Les neurosciences sont confrontées au même mur. Nous voulons simuler l’ensemble du cerveau humain. Mais pour comprendre les maladies, nous devons examiner simultanément les neurones individuels et leurs fonctions spécifiques. La puissance de calcul actuelle ne suffit pas. Nous avons besoin d’une machine Exascale pour combler cet écart entre la simulation au niveau macro et les détails au niveau micro.
Le passage à l’informatique hétérogène
Depuis que les vitesses d’horloge ont atteint une limite physique en raison de contraintes de chaleur et d’énergie, l’industrie a pivoté. Nous avons commencé à intégrer davantage de cœurs dans chaque unité. C’est pourquoi votre téléphone et votre ordinateur portable disposent de processeurs multicœurs.
Ensuite, nous avons cherché ailleurs. Unités de traitement graphique (GPU). Conçus à l’origine pour les jeux, ils offrent une puissance de traitement parallèle massive pour une consommation d’énergie relativement faible. Les supercalculateurs les dévorent.
Cette tendance va se poursuivre. Nous examinons des technologies qui n’ont pas été conçues pour le calcul intensif, mais qui peuvent être forcées de fonctionner. Ordinateurs quantiques. Des puces neuromorphiques qui imitent le cerveau humain.
A Juliers, on mise sur une architecture modulaire. Vous définissez différents clusters avec différentes caractéristiques matérielles. Vous les connectez. Les utilisateurs peuvent accéder à ces modules simultanément en fonction de ce que requiert leur code spécifique. Il ne s’agit plus d’un monolithe unique. C’est une boîte à outils.
Et ce n’est toujours pas suffisant. Nous aurons toujours envie de repousser les limites. La machine Exascale n’est que la prochaine étape, pas la ligne d’arrivée.
Logiciel : le véritable goulot d’étranglement de l’informatique exascale
Tout le monde fixe son regard sur le silicium. Les systèmes de refroidissement. La simple densité des processeurs. Mais ce n’est que la moitié de la bataille.
Le matériel n’est que le moteur. Le logiciel est le volant, la transmission et le manuel du conducteur, le tout réuni dans un désordre complexe. Si le code ne peut pas gérer le chaos, le matériel n’est qu’un presse-papier coûteux.
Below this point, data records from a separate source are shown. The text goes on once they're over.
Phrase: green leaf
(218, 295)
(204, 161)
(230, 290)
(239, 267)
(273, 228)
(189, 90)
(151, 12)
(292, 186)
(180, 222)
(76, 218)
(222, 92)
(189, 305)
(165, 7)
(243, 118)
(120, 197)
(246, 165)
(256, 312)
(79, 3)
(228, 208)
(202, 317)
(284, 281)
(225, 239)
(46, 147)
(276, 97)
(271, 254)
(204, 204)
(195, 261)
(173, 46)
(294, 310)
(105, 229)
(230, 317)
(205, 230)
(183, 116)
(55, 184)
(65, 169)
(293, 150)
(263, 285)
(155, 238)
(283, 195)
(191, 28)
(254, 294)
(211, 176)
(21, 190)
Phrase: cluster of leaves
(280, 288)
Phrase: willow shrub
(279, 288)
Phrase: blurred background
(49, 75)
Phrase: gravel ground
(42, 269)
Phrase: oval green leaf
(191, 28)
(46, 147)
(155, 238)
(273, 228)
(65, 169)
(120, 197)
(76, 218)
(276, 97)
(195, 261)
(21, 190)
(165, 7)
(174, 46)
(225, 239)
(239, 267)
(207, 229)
Les systèmes deviennent fractalement complexes. Vous ne pouvez pas simplement lancer plus de cœurs sur un problème et vous attendre à une mise à l’échelle linéaire. L’hétérogénéité tue. Vous jonglez avec les GPU, les TPU, les accélérateurs spécialisés et les clusters de CPU traditionnels. Ils parlent tous des langues différentes. Ils ont tous des profils de latence différents. La pile logicielle doit combler ces lacunes sans s’effondrer sous le poids de ses propres couches d’abstraction.
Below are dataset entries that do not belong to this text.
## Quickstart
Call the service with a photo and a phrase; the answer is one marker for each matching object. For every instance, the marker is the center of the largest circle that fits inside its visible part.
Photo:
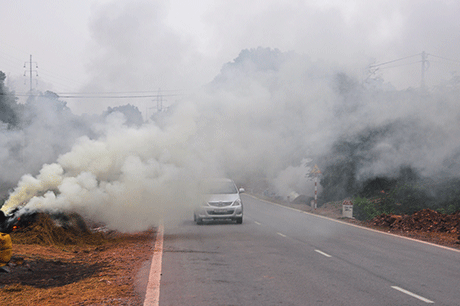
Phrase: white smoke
(262, 118)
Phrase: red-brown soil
(56, 266)
(52, 265)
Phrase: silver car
(222, 202)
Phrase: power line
(396, 60)
(446, 59)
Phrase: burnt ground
(89, 268)
(52, 265)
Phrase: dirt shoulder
(108, 272)
(333, 210)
Rendre la boîte noire accessible
Il ne s’agit pas seulement de calcul brut. C’est une question d’accessibilité.
Les chercheurs ne sont pas des administrateurs système. Ce sont des biologistes, des modélisateurs climatiques et des astrophysiciens. Ils ne se soucient pas de la cohérence du cache. Ils se soucient des résultats. Le logiciel doit cacher la complexité. Il doit présenter une interface unifiée à l’utilisateur final, même si le backend est un enchevêtrement de matériel spécialisé.
Nous parlons de nouvelles interfaces. De meilleures couches d’abstraction. Des outils qui permettent de porter et d’optimiser les codes applicatifs pour des machines qui n’existent même pas encore. C’est une ingénierie avant-gardiste. Vous ne pouvez pas optimiser pour une machine que vous n’avez vue que dans un livre blanc.
Le projet DEEP-SEA
Nous voyons cela se dérouler en temps réel. Regardez le projet DEEP-SEA. C’est actuellement en cours. Le but ? Développer la prochaine génération de progiciels spécifiquement conçus pour les environnements exascale.
Ils ne se contentent pas de corriger l’ancien code. Ils reconstruisent les fondations. Préparer les codes d’application pour qu’ils s’exécutent efficacement sur les futures architectures. Il s’agit de créer le middleware qui rendra l’exascale utilisable. Pas seulement puissant. Utilisable.
Parce que la puissance brute n’a pas d’importance si vous ne pouvez pas la diriger.